Book Read Free

The Autobiography Of Henry VIII

Page 45

by Margaret George


  Three o’clock—the Hour of Death, the Hour of Satan. The Temple veil is rent in half, and we are given over to the power of darkness.

  And then I felt it—felt its cold hand gripping me. And what had been pretence, form, play-acting, became real. I felt the power of the Devil, felt him in my very bowels. And God was far away, and the ceremonies did nothing to recall Him. Powerless, powerless . . .

  All in the Abbey again, huddled together, a flock of black crows. Now Cranmer unveiled the great crucifix in three stages, chanting sorrowfully, “Behold the wood of the Cross, on which hung the Salvation of the World.”

  We knelt and answered, “Come, let us adore!”

  The cross was placed reverently upon a cushion on the altar steps. Cranmer crept toward it on his knees, then kissed it and prostrated himself on the flagstones before it.

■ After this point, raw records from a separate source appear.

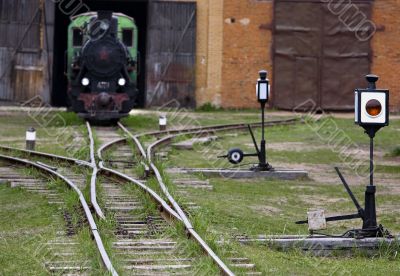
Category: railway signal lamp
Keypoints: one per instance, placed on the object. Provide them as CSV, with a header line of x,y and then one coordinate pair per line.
x,y
85,81
162,122
121,82
262,89
235,156
30,138
371,106
371,111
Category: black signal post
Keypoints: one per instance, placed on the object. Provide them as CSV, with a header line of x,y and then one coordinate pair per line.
x,y
235,155
262,97
371,113
372,108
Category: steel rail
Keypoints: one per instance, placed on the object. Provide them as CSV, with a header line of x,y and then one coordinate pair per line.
x,y
201,131
93,195
212,127
144,187
48,155
224,268
93,227
138,183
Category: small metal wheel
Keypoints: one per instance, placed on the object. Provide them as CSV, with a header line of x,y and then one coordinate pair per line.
x,y
235,156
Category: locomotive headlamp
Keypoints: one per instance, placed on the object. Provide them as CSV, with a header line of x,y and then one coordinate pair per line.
x,y
372,105
262,87
121,82
85,81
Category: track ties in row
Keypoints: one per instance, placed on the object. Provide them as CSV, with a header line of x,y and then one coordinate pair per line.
x,y
63,253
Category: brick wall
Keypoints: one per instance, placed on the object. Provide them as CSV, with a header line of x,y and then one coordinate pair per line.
x,y
246,49
234,41
386,48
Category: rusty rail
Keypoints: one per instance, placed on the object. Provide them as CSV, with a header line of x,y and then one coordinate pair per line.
x,y
171,135
93,195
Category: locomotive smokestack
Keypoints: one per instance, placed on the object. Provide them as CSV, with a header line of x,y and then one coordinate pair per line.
x,y
104,15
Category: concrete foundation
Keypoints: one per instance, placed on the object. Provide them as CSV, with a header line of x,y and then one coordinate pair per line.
x,y
322,245
282,174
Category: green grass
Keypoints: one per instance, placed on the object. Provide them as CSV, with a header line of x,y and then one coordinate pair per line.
x,y
256,207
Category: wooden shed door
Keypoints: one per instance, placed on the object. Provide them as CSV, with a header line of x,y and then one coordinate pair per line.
x,y
171,49
318,57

  Now I must follow. I was frightened, frightened at my presumption and arrogance. I had meant to use this ceremony for political show, to reassure people of my innocence of any wrongdoing in appointing Cranmer Archbishop. Now I trembled at the implications of approaching the altar of God for such reasons. Would He strike me down, as He had done other rulers who had mocked Him in His very house?

  I began the crawl up the cold stones to the altar steps. My hands were shaking.

  “Mercy,” I heard my voice whispering. “Mercy, O God! Forgive me.” Closer and closer I came. My heart was pounding so rapidly I felt myself go dizzy. He would wait until I presumed to touch the sacred cross itself before He struck me.

  Now! I reached out and grasped the wood, clinging to it like a rock. I felt strength, power surge through it to me, fill me with peace, dazzling peace.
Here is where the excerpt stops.